Make a Salad (also known as Proposition #1: Make a Salad) is an artwork by the American Fluxus performance artist Alison Knowles. It has been performed a dozen times at various locations.

==Description==
In a typical event score for Make a Salad, Knowles prepares a salad for a large number of people by chopping the vegetables to the beat of live music, mixing the ingredients by tossing it in the air, then serving the salad to the audience.

In 2012 Knowles said of her original staging that she was interested in "everyone, eating, not only together but...the same thing. And they usually eat the same quantity, the same portions" and that "The idea of having such a quantity of food served to everyone was...kind of astonishing".

==History==
The piece was originally performed in 1962 at the Institute of Contemporary Arts in London. The inspiration for the piece came to Knowles during lunch in 1962 when she was asked what she would be presenting at the ICA and she responded "Well, maybe I'll make a salad".

Make a Salad has been performed at numerous venues around the world, including the Tate Modern, the High Line, the Walker Art Center, and most recently at Art Basel 2016.

===1962: ICA===
For the first performance of Make a Salad, Knowles and her husband Dick Higgins utilised a pickle barrel to mix the ingredients as they lacked a big enough container. Knowles recalled the first Make a Salad as "really fine".

===2008: Tate Modern===
A salad was made for 3,000 people at the Tate Modern in London in 2008.

===2012: High Line===
Make a Salad was performed on Earth Day in April 2012 on the High Line in Manhattan as the first piece in the High Line Art Performances series. A salad was prepared in 90 minutes for up to 1,000 people by Knowles, her daughter Jessica Higgins, and volunteers on the upper level of the Chelsea Market Passage.
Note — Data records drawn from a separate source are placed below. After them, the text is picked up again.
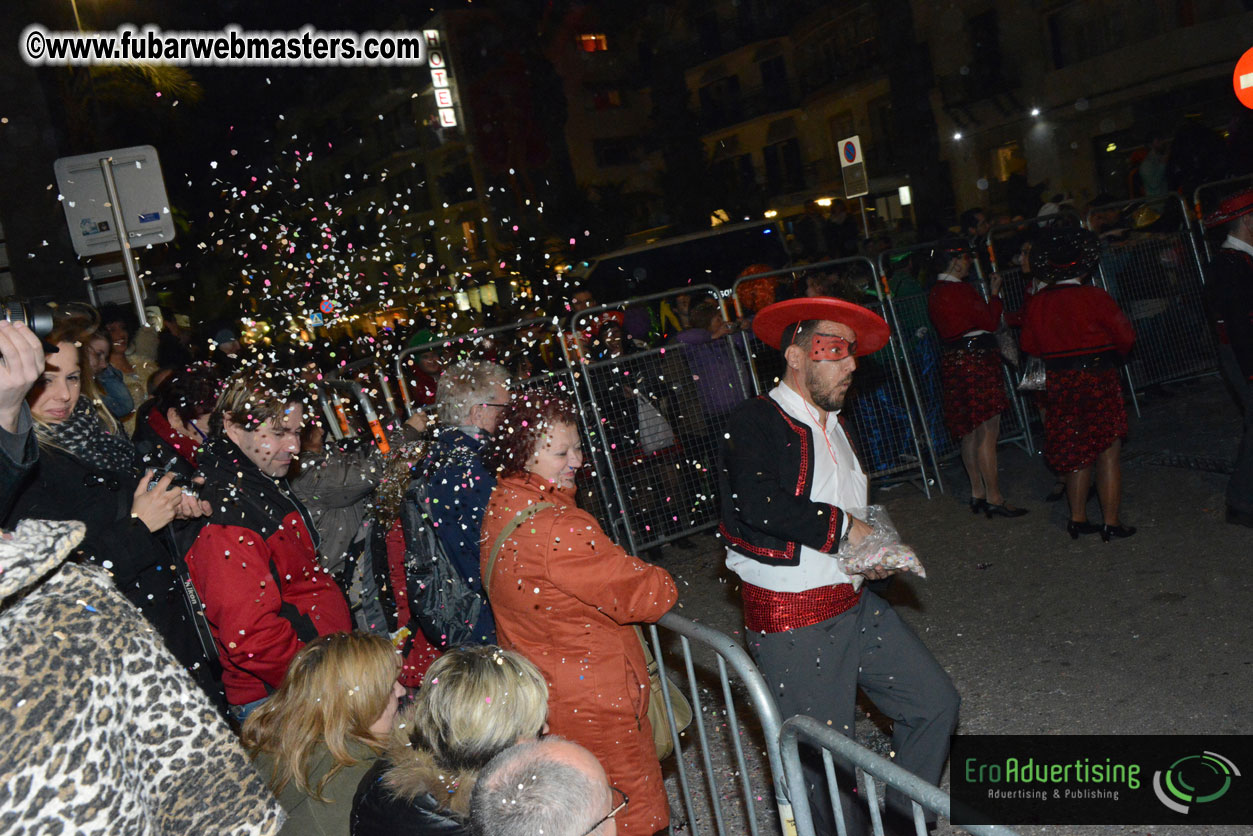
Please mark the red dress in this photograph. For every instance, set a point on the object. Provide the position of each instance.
(1084, 410)
(972, 382)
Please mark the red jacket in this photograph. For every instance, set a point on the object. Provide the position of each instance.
(956, 307)
(1073, 320)
(565, 595)
(254, 565)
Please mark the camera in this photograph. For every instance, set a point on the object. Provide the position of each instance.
(35, 316)
(178, 483)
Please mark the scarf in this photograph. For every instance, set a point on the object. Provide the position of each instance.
(84, 435)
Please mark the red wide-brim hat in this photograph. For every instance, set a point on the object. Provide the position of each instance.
(1231, 208)
(773, 320)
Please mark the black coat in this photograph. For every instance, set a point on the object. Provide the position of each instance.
(764, 481)
(65, 488)
(14, 465)
(1231, 303)
(377, 812)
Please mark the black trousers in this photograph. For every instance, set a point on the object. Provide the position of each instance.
(816, 671)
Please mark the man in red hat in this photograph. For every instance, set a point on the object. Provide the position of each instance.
(1231, 307)
(790, 484)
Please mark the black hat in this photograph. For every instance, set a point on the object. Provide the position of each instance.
(1063, 253)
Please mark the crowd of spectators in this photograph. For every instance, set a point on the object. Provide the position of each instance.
(286, 598)
(434, 633)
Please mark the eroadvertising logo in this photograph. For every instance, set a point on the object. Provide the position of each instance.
(1100, 780)
(1194, 780)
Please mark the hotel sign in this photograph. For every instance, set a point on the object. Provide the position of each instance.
(441, 79)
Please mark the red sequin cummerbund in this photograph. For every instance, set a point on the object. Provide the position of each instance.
(774, 612)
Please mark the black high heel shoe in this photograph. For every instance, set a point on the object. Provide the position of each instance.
(1107, 532)
(1003, 510)
(1074, 529)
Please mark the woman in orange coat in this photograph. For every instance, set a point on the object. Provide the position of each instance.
(565, 597)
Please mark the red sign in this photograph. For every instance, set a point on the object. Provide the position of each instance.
(1243, 79)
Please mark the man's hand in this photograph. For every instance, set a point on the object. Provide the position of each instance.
(858, 530)
(155, 508)
(192, 506)
(21, 362)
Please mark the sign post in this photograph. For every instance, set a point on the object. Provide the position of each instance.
(114, 201)
(1242, 79)
(852, 166)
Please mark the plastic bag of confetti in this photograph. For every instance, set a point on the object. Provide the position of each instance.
(880, 549)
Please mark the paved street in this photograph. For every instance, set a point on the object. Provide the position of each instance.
(1043, 634)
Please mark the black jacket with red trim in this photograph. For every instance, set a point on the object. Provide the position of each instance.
(1231, 303)
(764, 480)
(254, 565)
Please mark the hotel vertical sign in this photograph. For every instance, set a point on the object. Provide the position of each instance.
(441, 79)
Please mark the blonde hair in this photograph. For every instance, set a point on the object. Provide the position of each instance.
(474, 703)
(77, 330)
(336, 687)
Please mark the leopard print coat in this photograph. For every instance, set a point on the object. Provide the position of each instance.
(102, 731)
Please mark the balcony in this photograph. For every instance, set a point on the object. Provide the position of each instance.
(982, 80)
(749, 104)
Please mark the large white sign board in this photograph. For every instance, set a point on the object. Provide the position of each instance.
(140, 197)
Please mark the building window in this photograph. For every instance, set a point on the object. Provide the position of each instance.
(1005, 161)
(617, 151)
(607, 99)
(774, 75)
(841, 127)
(592, 43)
(881, 134)
(785, 171)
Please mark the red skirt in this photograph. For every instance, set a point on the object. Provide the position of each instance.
(1084, 414)
(974, 389)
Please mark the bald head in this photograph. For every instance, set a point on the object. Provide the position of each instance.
(550, 787)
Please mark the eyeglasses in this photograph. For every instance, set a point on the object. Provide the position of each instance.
(613, 791)
(831, 346)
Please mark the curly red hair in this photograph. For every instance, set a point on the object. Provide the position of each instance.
(523, 426)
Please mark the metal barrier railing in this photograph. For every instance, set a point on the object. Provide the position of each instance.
(1155, 276)
(833, 743)
(1204, 199)
(655, 419)
(729, 653)
(881, 406)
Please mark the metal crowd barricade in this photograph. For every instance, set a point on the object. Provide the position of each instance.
(655, 419)
(728, 654)
(1155, 277)
(925, 796)
(1207, 198)
(881, 405)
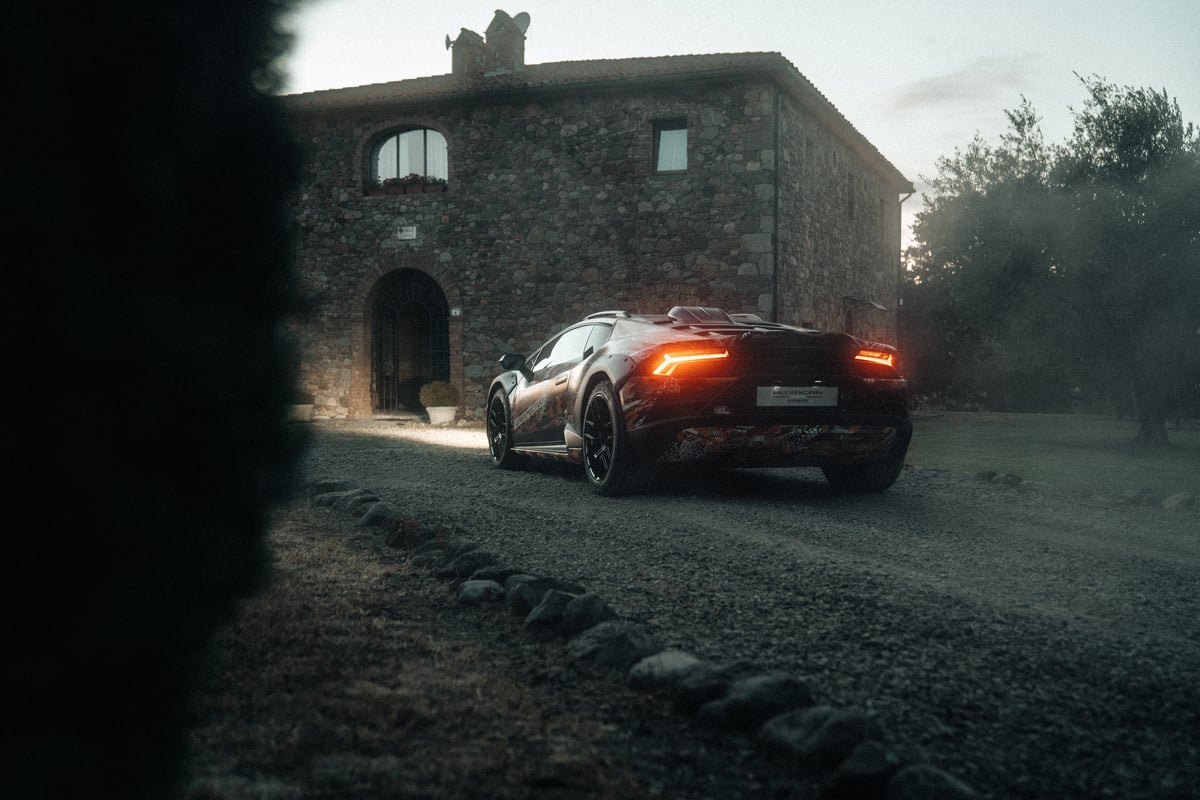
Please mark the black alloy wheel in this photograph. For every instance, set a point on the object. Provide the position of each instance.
(609, 462)
(499, 432)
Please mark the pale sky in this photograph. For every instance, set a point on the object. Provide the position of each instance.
(918, 78)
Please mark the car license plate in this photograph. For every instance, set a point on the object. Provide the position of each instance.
(798, 396)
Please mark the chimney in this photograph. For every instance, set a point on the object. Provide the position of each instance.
(505, 42)
(502, 52)
(468, 56)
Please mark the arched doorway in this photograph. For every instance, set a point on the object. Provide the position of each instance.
(409, 340)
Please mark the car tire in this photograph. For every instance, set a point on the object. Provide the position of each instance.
(499, 432)
(870, 477)
(609, 462)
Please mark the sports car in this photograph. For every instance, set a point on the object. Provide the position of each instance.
(622, 394)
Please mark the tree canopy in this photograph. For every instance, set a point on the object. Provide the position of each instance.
(1043, 277)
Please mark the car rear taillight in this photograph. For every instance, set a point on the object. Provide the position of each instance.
(671, 361)
(881, 358)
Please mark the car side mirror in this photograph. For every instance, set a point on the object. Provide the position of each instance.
(513, 361)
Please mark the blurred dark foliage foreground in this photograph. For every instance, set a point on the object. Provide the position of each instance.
(149, 271)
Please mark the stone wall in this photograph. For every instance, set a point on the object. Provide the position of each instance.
(553, 211)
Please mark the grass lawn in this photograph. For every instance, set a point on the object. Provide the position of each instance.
(1074, 452)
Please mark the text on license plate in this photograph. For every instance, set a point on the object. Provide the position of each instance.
(797, 396)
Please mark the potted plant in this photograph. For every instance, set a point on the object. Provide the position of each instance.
(441, 401)
(408, 184)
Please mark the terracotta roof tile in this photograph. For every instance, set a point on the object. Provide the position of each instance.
(561, 74)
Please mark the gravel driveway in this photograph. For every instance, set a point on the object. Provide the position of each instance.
(1031, 643)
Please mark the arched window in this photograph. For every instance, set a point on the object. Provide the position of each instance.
(420, 151)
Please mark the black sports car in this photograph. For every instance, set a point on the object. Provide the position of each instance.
(623, 392)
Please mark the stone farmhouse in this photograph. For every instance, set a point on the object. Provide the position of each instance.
(444, 221)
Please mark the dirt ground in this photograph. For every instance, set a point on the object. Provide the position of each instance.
(354, 675)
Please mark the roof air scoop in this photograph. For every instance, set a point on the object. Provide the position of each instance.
(699, 314)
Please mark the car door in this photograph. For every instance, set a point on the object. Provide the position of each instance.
(541, 414)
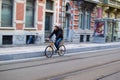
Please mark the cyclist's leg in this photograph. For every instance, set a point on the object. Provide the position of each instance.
(57, 42)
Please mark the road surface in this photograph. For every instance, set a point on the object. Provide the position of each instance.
(98, 65)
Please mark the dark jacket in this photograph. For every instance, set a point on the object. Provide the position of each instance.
(58, 33)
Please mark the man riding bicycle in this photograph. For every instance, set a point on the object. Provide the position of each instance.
(59, 36)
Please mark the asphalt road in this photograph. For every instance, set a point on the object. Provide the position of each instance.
(98, 65)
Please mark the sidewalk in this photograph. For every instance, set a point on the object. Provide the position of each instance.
(30, 51)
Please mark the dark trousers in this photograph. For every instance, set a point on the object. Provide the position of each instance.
(57, 43)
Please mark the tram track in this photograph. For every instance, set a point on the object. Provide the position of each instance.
(59, 60)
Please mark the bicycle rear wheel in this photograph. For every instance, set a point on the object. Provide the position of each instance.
(49, 51)
(62, 50)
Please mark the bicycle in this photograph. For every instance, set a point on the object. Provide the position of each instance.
(51, 49)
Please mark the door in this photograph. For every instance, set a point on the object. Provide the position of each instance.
(48, 24)
(67, 26)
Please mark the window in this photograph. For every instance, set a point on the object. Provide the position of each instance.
(81, 20)
(7, 39)
(30, 7)
(88, 19)
(6, 13)
(49, 4)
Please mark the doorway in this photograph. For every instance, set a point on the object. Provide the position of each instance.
(67, 26)
(48, 24)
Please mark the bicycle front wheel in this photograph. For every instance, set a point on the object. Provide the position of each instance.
(62, 50)
(49, 51)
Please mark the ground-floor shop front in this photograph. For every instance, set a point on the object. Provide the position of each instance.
(21, 37)
(107, 30)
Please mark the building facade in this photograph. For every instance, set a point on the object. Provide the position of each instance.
(109, 14)
(77, 18)
(27, 21)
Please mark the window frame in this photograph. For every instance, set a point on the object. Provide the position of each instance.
(12, 15)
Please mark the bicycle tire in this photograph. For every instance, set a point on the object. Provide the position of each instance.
(49, 51)
(62, 50)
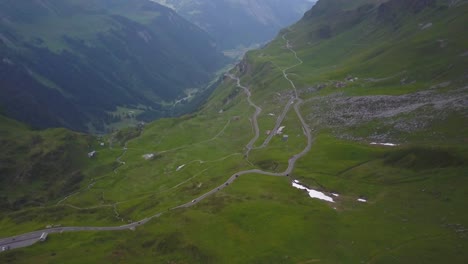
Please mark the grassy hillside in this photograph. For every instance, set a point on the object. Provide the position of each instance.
(38, 166)
(355, 98)
(101, 56)
(240, 23)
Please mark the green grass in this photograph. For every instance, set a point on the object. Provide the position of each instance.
(416, 192)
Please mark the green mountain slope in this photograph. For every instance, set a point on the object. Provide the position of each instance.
(72, 63)
(240, 22)
(367, 84)
(38, 166)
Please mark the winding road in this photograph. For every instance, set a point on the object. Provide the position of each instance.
(28, 239)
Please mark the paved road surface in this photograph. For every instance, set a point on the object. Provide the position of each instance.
(28, 239)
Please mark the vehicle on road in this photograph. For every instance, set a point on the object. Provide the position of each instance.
(43, 237)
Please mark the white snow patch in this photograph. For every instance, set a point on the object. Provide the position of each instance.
(148, 156)
(314, 193)
(426, 26)
(280, 130)
(384, 144)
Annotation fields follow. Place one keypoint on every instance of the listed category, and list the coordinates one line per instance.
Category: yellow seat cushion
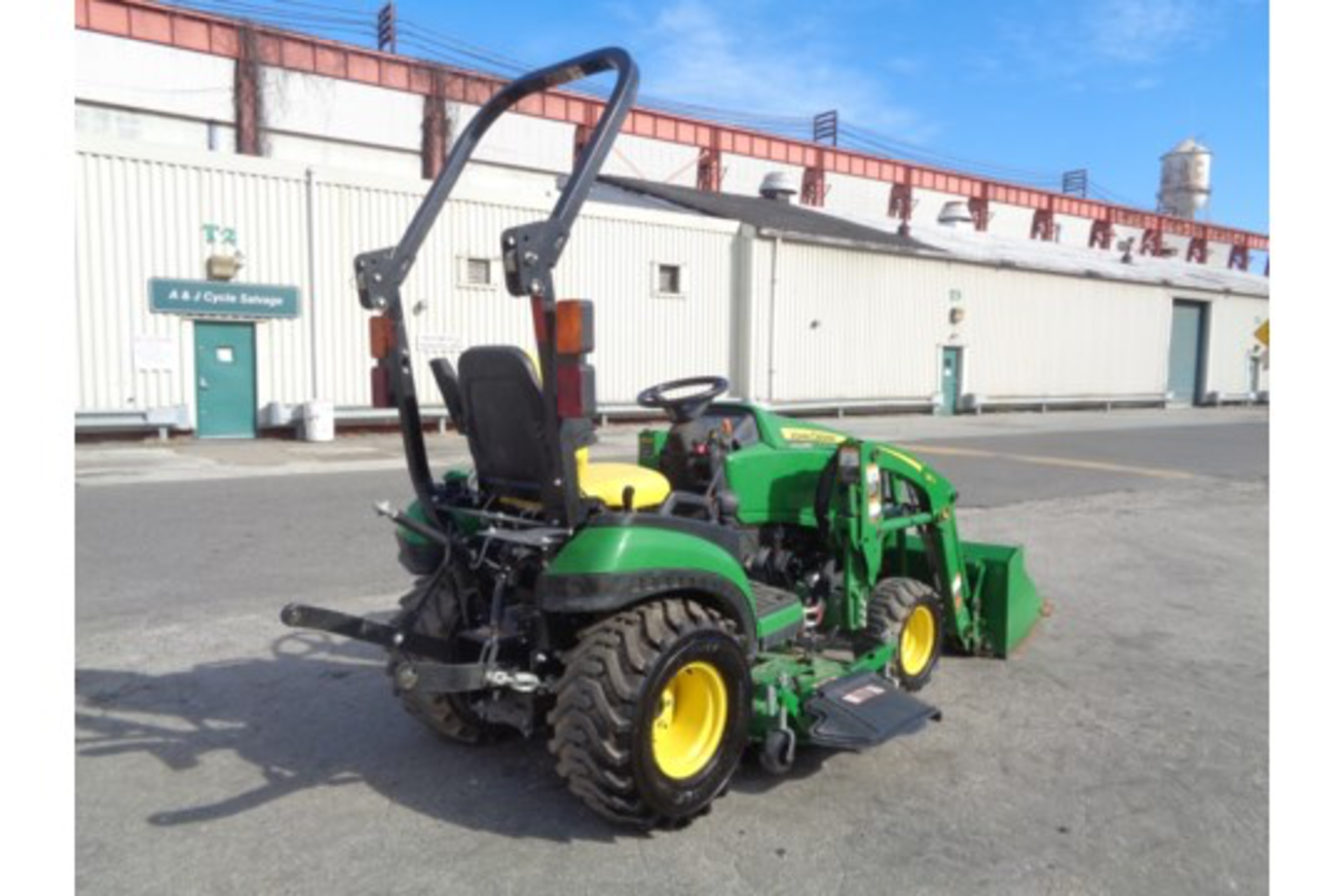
(608, 481)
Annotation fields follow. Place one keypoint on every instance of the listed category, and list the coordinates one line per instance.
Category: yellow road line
(1156, 473)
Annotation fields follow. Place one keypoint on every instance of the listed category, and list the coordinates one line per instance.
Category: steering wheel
(687, 407)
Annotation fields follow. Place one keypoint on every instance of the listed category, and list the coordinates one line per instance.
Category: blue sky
(1025, 89)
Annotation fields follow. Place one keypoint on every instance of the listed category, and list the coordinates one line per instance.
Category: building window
(668, 280)
(477, 272)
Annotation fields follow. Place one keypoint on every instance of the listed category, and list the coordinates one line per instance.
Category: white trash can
(319, 421)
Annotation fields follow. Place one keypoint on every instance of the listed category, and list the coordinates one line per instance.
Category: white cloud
(752, 59)
(1142, 31)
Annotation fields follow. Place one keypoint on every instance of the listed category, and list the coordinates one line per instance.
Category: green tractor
(753, 582)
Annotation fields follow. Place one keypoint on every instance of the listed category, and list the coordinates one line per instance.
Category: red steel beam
(218, 35)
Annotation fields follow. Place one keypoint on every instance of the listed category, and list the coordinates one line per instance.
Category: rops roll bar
(530, 253)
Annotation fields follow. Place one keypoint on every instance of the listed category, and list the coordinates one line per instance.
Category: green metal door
(951, 379)
(226, 381)
(1187, 362)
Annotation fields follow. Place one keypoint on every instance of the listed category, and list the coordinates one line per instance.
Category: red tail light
(575, 388)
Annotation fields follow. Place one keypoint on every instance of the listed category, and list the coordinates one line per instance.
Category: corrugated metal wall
(1233, 347)
(141, 213)
(869, 327)
(792, 323)
(143, 216)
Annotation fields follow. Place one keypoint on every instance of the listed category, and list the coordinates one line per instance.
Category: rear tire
(909, 614)
(651, 716)
(448, 715)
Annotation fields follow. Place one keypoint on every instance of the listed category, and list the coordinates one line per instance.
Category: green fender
(625, 561)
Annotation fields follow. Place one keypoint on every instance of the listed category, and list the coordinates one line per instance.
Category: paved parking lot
(1124, 748)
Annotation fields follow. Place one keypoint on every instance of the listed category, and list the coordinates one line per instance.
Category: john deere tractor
(753, 582)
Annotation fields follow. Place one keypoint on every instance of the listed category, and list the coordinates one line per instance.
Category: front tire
(448, 715)
(651, 716)
(906, 613)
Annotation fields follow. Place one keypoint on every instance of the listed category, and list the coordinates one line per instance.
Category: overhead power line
(435, 45)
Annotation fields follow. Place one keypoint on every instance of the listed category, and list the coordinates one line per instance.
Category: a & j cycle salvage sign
(222, 298)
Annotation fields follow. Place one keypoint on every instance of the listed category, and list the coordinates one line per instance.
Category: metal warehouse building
(853, 301)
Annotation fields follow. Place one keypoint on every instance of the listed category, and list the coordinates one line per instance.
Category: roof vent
(778, 187)
(956, 214)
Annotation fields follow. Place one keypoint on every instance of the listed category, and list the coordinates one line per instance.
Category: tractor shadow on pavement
(316, 713)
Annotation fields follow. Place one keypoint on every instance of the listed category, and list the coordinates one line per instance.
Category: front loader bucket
(1007, 594)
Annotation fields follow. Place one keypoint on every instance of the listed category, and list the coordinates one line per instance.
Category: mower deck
(864, 710)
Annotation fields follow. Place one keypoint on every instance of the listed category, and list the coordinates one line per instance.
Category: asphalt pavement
(1124, 748)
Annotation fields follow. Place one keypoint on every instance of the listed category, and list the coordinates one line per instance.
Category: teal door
(951, 379)
(226, 381)
(1187, 352)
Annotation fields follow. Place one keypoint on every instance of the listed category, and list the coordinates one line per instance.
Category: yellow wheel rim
(692, 713)
(917, 641)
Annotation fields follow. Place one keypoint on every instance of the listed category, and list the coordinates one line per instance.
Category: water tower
(1186, 178)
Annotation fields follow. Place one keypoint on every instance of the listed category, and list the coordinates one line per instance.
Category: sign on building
(200, 298)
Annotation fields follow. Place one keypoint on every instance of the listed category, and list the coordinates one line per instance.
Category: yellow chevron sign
(1262, 333)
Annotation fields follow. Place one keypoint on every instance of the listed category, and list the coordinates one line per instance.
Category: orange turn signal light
(574, 327)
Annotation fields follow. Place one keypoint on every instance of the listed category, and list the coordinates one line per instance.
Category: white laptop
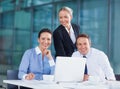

Special "chopping music" was played while the salad was prepared. The High Line salad was created from ingredients sourced from farms within a 60 mile radius of New York City. The ingredients included "36 heads of escarole, 72 heads of romaine, 36 bunches of carrots, 15 pounds of cucumbers, 25 pounds of onions, 12 heads of celery, 15 pounds of mushrooms, and 72 bunches of radish". The chopped ingredients were mixed with a rake by Knowles.

In an article about the High Line performance for Politico, journalist Miranda Popkey described that "Around noon, High Line staffers began opening a huge green tarp on the lower level of the Passage, and a palpable thrill went through crowd, which had swelled to more than a hundred. Suddenly there was a sense of urgency: cameras shot up in the air; there was a scramble to find standing room on a picnic bench in order to get a better vantage. Knowles and her assistants dumped the produce, then the dressing (a simple vinaigrette of olive oil, vinegar, and tarragon) over the railing, and the volunteers below shook the tarp to mix the salad, to cheers from the audience". Knowles felt it required "a little more dressing" feeling that it was "hard to judge...how much oil and vinegar". Popkey felt the salad was "quite tasty—fresh and crisp, if not perfectly suited to the chilly day".

==Criticism==
In the collection of essays Work Ethic edited by Helen Molesworth on art of the 1960s, Make a Salad is described as Knowles's successful translation of 'domestic labor into a performance context' while the score's 'radical brevity suggests that anyone can play the score'. The phrase 'Make a Salad' is also described as being reminiscent of the line "fine women [who] eat/A crazy salad with their meat" from W. B. Yeats' poem "A Prayer for My Daughter".